Dalam persidangan, Ahli Ketenagakerjaan menjelaskan bahwa penetapan hasil penghitungan oleh Pengawas Ketenagakerjaan dapat menjadi bagian dari pembuktian dalam perkara pidana maupun perdata.

Sementara itu, Ahli Hukum Pidana menerangkan bahwa proses pidana dan perkara perdata merupakan dua rezim hukum yang berbeda. Karena itu, putusan perkara perdata yang telah berkekuatan hukum tetap tidak dapat dijadikan alasan untuk menunda proses penanganan perkara pidana.

Alasan Penundaan Dinilai Tidak Relevan

Kuasa hukum pemohon juga menilai alasan yang disampaikan termohon dalam Surat Pemberitahuan Perkembangan Hasil Penyelidikan (SP2HP) tidak memiliki dasar yang kuat.

Dalam SP2HP disebut, penundaan penanganan laporan pemohon didasarkan pada Peraturan Mahkamah Agung (Perma) Nomor 1 Tahun 1956 mengenai penundaan pemeriksaan perkara pidana apabila terdapat sengketa perdata (prejudicieel geschil).

Namun, menurut pemohon, alasan tersebut tidak lagi relevan karena perkara perdata yang berkaitan dengan laporan tersebut telah berkekuatan hukum tetap (inkracht).

Selain itu, kuasa hukum menilai sejumlah fakta persidangan menunjukkan belum adanya kepastian dalam proses penyelidikan.

Meski termohon menyatakan telah menerbitkan Surat Perintah Tugas (Sprintgas), pemohon menilai tidak terlihat adanya rencana penyelidikan yang jelas, jangka waktu pelaksanaan, maupun hasil penyelidikan yang terdokumentasi sebagai bentuk pertanggungjawaban proses hukum yang telah dilakukan.

“Seharusnya terdapat rencana penyelidikan yang memuat jangka waktu pelaksanaan, apa yang diperoleh selama penyelidikan, serta hasil yang dicapai. Tanpa perkembangan yang dapat dipertanggungjawabkan, kondisi tersebut dapat menjadi indikasi adanya undue delay,” ujar Agung dalam persidangan.

Minta Hakim Berikan Kepastian Hukum

Berdasarkan seluruh fakta persidangan, pemohon meminta hakim tunggal mengabulkan permohonan praperadilan sekaligus memberikan kepastian hukum terkait penerapan objek baru praperadilan mengenai penundaan penanganan perkara tanpa alasan yang sah sebagaimana diatur dalam KUHAP 2025.

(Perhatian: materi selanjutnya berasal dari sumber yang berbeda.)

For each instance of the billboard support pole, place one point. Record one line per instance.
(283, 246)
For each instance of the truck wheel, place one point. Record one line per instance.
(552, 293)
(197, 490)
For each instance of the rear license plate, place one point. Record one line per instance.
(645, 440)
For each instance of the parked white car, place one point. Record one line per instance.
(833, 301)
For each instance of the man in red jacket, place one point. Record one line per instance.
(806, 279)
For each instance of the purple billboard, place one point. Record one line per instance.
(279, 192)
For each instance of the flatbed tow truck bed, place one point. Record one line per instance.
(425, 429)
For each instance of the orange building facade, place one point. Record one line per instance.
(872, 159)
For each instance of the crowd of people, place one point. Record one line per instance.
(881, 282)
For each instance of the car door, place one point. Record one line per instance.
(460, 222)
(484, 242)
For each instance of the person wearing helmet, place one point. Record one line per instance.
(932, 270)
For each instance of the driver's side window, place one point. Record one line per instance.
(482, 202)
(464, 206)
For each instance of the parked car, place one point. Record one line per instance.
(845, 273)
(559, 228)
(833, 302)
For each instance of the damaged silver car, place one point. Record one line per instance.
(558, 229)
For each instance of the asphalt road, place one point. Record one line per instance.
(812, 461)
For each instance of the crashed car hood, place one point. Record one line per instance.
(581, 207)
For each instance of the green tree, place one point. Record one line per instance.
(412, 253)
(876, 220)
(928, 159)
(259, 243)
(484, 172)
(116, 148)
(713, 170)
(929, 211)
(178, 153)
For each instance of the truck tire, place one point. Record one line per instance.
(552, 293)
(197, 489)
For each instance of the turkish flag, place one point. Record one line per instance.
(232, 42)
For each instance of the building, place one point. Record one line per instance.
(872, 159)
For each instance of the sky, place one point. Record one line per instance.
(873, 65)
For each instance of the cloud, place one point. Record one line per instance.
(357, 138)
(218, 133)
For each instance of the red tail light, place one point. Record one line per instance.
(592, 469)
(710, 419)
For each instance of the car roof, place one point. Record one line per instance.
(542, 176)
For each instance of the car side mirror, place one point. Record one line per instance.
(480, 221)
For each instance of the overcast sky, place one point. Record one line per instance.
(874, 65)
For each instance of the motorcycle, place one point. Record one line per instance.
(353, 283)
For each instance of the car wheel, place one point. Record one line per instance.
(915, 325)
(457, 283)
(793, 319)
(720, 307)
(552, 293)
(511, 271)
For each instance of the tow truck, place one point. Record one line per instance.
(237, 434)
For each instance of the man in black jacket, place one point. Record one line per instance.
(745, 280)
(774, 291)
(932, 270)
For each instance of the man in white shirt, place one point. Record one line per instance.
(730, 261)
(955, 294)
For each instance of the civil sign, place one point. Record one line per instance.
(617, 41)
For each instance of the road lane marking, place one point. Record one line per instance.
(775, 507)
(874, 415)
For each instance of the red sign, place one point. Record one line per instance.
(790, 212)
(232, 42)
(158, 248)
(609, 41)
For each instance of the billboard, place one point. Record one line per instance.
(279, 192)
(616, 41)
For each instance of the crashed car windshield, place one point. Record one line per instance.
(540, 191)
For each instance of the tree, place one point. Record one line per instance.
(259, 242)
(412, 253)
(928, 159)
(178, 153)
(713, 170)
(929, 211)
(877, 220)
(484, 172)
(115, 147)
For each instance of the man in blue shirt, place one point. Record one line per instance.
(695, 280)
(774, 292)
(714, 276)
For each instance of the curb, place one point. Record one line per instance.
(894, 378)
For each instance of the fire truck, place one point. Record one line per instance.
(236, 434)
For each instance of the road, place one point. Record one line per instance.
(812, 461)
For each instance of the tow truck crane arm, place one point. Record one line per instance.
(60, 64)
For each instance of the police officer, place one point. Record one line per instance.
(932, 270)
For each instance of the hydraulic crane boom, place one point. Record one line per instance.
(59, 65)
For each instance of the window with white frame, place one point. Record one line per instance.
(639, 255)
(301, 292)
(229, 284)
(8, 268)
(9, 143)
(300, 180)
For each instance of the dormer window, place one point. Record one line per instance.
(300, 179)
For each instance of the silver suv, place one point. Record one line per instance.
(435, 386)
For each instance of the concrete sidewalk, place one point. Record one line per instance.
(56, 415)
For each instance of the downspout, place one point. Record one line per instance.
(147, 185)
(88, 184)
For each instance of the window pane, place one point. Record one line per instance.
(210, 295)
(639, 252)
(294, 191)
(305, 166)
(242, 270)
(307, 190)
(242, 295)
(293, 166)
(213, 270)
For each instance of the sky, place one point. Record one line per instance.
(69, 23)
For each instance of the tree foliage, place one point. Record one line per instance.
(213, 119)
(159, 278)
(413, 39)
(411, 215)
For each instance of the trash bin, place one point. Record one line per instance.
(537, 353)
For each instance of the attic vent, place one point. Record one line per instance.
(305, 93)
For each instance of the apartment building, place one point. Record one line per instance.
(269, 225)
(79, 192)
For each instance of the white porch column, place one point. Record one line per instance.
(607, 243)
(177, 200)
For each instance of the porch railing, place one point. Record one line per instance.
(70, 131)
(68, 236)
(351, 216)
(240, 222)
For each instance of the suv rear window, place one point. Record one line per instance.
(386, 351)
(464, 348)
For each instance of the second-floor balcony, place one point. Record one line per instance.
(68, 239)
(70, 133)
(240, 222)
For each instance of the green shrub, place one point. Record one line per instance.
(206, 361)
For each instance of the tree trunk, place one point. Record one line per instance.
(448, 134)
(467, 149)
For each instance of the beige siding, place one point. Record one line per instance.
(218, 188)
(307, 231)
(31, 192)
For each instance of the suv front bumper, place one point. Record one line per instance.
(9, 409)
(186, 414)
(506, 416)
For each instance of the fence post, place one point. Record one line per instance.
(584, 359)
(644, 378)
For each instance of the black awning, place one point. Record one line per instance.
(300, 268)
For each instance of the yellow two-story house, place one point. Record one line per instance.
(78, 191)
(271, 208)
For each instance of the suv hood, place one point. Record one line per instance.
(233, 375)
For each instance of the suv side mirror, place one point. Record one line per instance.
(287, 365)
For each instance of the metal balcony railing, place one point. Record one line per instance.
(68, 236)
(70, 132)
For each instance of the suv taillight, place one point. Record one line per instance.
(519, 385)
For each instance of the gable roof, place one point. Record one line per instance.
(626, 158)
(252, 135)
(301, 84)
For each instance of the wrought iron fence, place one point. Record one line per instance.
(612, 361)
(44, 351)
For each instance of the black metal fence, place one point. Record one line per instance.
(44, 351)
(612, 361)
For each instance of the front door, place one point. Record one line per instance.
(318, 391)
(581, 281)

Agung menilai perkara ini dapat menjadi momentum penting dalam memberikan kepastian hukum, khususnya terkait perlindungan hak masyarakat agar setiap laporan diproses secara cepat, adil, dan tidak mengalami penundaan tanpa dasar hukum yang jelas.

“Kami telah berusaha semaksimal mungkin menyampaikan seluruh argumentasi hukum di persidangan. Selanjutnya kami menyerahkan sepenuhnya kepada hakim tunggal untuk memutus permohonan praperadilan ini. Kami berharap putusan tersebut juga menjadi pembelajaran hukum bagi semua pihak,” kata Agung.

Hakim tunggal Pengadilan Negeri Tanjungpinang dijadwalkan membacakan putusan permohonan praperadilan terkait dugaan undue delay penanganan laporan polisi tersebut pada Senin, 20 Juli 2026.